METHODS: This was a retrospective review of patients undergoing repair for AcA-AoD at Stanford Hospital and Clinics between 1/2005 and 12/2015. Patients undergoing endovascular repair were excluded. Additionally, those with Marfan syndrome (strong indication for root replacement) were excluded. The subset of patients for whom any intervention on the aortic root was performed were identified, and propensity score analysis with inverse probability weighting to estimate the average treatment effect on the controls was used to create comparable pseudo-populations. Weighted logistic regression was used to compare in-hospital mortality. Weighted cox proportional hazards regression was used to compare overall survival between patients undergoing root repair with valve resuspension and root replacement. Reoperation on the root or valve was evaluated with death as a competing risk by estimating the subdistribution hazard with a weighted form of the Fine-Gray technique.

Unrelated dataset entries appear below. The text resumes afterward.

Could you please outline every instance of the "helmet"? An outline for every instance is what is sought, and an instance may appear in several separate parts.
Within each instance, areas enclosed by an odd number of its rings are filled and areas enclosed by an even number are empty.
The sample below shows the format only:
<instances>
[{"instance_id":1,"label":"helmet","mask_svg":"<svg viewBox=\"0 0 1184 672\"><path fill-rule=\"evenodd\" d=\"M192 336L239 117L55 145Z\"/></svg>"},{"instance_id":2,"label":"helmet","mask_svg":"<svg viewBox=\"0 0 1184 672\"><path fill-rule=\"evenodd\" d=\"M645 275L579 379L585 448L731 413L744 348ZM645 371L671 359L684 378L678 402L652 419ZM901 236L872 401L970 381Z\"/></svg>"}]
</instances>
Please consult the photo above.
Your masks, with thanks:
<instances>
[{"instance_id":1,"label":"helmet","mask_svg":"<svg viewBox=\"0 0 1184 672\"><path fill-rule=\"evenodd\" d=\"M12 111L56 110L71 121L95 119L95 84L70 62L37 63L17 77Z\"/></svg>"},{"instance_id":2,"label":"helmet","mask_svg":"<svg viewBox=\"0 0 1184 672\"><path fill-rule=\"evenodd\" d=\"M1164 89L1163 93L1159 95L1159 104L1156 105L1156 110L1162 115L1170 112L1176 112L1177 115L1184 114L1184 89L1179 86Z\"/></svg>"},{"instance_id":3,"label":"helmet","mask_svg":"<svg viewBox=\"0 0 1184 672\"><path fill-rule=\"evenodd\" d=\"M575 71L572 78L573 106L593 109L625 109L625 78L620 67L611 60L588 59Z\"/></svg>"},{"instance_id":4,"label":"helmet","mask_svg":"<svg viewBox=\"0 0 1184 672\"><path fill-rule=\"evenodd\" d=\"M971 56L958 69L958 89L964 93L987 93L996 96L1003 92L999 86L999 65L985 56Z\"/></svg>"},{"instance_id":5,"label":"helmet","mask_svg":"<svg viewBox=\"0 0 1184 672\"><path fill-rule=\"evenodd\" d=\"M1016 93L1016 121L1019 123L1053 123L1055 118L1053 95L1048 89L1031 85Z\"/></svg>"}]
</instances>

RESULTS: There were 390 patients with AcA-AoD who presented to our institution; 31 patients (7.9%) were managed non-operatively, 14 (3.6%) were treated with endovascular repair, and 345 (88.5%) patients underwent open repair. There were 246 patients who underwent root intervention and were eligible for the study. Patients who underwent root replacement (n = 86) were younger and had fewer comorbidites than patients who underwent a limited root repair (n = 160) with biological glue, sauvage patch, or uni-Yacoub, but perioperative mortality was low for both groups: root repair (n = 16, 10.0%) and root replacement (n = 11, 12.8%). Patients undergoing root repair with valve resuspension had shorter cardiopulmonary bypass time (202.2 vs. 270.8 minutes, p <0.001), shorter cross clamp time (118.3 vs 185.3 minutes, p <0.001), but similar nadir core temperature (p = 0.2) and circulatory arrest time (p = 0.9). Inverse probability weighting created appropriately balanced groups (except for preoperative dialysis dependence). There was no difference in the odds of in-hospital mortality after weighting (p = 0.5); additionally, there was no difference in long-term survival between the two weighted groups (Figure 1A). Within the limited root repair group, the risk of reoperation was significantly greater (9.2%, 95% CI 0.0 to 20.0% at 10.2 years follow-up) than for root replacement (0%), p <0.001 (Figure 1B).
CONCLUSIONS: At a high-volume aortic referral center, aortic root replacement did not appear to be associated with higher risk of mortality than a limited operation for AcA-AoD. Limited root repair with valve resuspension—while a safe option in appropriately selected patients—incurred a substantial increase in the risk of late reoperation suggesting that close surveillance is required for these patients.